LeDuc looks at this summer's announcements and sees a certain crassness to them, a sense they came very quickly, particularly with the number of announcements in the past month or so.
"It made them look a little … tied to the election call," he said.
Vote-buying or a welcome boost?
Determining the impact, political and otherwise, of a flurry of pre-election funding announcements — particularly those which are relatively small in scope — is an inexact science.
"Spending could become an issue, if other parties make an issue of it," said Nelson Wiseman, a political scientist at the University of Toronto.
Wiseman considered the flurry of pre-election spending announcements to be nothing new in Canadian politics.
"It reveals the Conservatives are following in the steps of the Liberals," he said.
But many of the projects are also relatively small in scope, and "might just be part of what the government does anyway," Wiseman said. Any impact they might have might be quite localized, where the announcement gets a report in a local paper or on the local radio station.
"Definitely it's not politics," Cornel Ceapa, owner and operator of Acadian Sturgeon and Caviar Inc. in Carters Point, N.B., said of the timing of the announcement on Sept. 4 of the $45,000 loan that will help the company install a new temperature control and water quality treatment system.
"Every help is good especially for development," he said. "We sit on a treasure here in New Brunswick and we should use it."
Ceapa said the announcement "was kind of pushed by me."
The company had been working on the funding request since the end of January and had expected the process to take about two months. But some financial hurdles had to be met before the funding was announced by the Atlantic Canada Opportunities Agency.
"It's really something we were waiting for for a long time," Ceapa said.
The East Coast Trail Association was also waiting for quite a while for the $565,000 announced Sept. 4 that will be used for development of a 34-kilometre section of the scenic trail along the Avalon Peninsula in Newfoundland.
"We knew in July the money was going to come to us," said Geoff Emberley, vice-president of trail development for the association.
Emberley said it's "very hard to tell" if politics played any role in the timing of the funding announcement and noted the project had to proceed through the bureaucratic process and meet several requirements.

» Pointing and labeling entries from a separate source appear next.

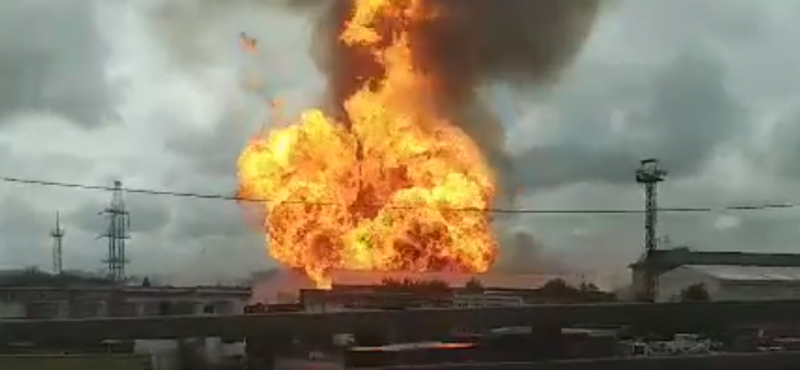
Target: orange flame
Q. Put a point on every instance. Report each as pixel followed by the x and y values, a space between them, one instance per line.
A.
pixel 394 188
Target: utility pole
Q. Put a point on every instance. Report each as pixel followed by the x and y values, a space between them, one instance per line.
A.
pixel 58 237
pixel 649 174
pixel 116 234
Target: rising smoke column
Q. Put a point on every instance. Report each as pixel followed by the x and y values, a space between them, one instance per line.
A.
pixel 467 45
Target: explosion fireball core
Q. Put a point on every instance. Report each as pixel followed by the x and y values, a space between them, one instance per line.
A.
pixel 393 186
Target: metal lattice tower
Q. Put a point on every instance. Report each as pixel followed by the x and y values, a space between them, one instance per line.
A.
pixel 58 237
pixel 649 174
pixel 116 234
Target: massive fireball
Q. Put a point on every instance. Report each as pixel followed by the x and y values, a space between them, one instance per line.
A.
pixel 395 186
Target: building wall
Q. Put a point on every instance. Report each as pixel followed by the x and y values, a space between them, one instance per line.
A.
pixel 480 300
pixel 671 283
pixel 75 362
pixel 11 310
pixel 758 291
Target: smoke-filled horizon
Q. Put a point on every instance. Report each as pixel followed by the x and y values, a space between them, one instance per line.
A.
pixel 464 46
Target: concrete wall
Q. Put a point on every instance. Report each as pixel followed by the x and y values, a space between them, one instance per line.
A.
pixel 74 362
pixel 10 310
pixel 758 291
pixel 671 283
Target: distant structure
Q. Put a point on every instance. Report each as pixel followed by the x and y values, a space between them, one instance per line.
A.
pixel 726 275
pixel 58 252
pixel 116 234
pixel 649 174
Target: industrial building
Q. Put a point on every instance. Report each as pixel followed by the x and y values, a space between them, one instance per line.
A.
pixel 52 302
pixel 725 275
pixel 732 283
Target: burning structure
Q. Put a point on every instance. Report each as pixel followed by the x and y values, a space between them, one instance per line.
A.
pixel 399 169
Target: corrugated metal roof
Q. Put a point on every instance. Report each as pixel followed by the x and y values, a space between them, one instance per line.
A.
pixel 749 273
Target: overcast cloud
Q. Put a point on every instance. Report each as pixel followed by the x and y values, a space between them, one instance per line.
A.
pixel 93 91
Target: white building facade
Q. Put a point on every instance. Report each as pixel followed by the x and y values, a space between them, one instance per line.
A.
pixel 732 283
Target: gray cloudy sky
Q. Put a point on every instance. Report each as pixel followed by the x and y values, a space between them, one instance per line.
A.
pixel 95 90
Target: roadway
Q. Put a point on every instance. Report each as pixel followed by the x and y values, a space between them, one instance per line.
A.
pixel 728 361
pixel 677 316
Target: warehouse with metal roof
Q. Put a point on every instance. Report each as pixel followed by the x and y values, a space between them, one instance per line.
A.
pixel 732 282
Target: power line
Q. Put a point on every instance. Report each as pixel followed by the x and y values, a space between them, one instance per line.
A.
pixel 223 197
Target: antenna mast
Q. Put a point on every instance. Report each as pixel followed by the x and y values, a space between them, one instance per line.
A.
pixel 116 234
pixel 649 174
pixel 58 237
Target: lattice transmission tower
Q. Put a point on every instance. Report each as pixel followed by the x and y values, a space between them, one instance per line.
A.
pixel 117 234
pixel 58 247
pixel 649 174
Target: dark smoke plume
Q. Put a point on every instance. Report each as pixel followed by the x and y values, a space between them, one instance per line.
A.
pixel 470 43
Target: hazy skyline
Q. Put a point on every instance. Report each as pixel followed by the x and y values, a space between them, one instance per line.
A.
pixel 100 90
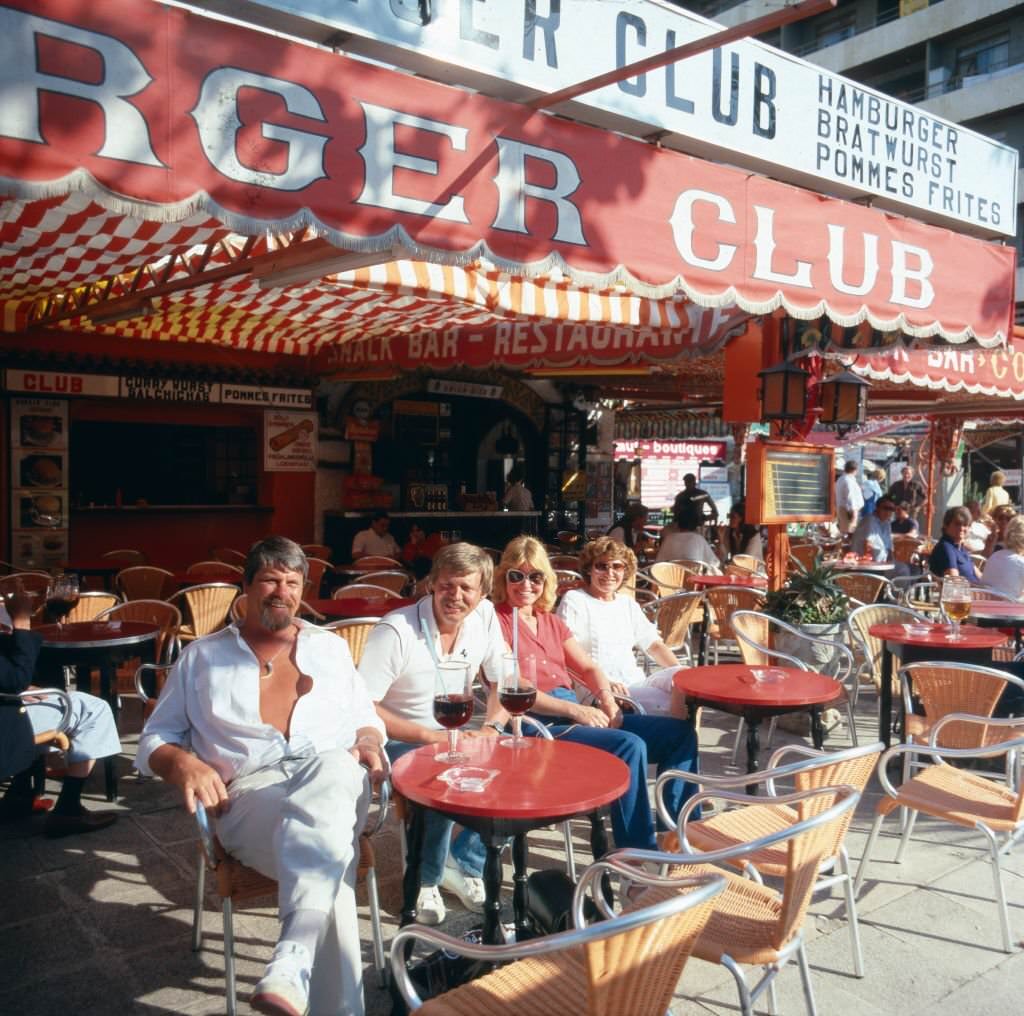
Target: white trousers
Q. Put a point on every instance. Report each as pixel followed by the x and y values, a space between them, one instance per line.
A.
pixel 299 821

"We didn't go the political route at first," he said. Later, however, in the last couple of weeks before the announcement, they did get in touch with local politicians, and Emberley thinks support from local Conservative MPs Norm Doyle and Loyola Hearn helped.
Emberley said the funding is "critical" for the trail. "Without that, we wouldn't be making near the progress we're making now."
While recipients such as the trail association welcome the funding boosts, there's no guarantee they'll translate into a broader success for the Conservatives at the ballot box.
Taylor, of the taxpayers' federation, only has to point to the experience of the 2006 election, when its tracking showed the Liberals offered up spending announcements worth $24.5 billion in the three weeks prior to the vote.
And they lost.
"These types of spending sprees don't necessarily influence the electorate," Taylor said. "I think people are cynical enough about politics and politicians in general to see through this type of blatant electioneering on the eve of a campaign."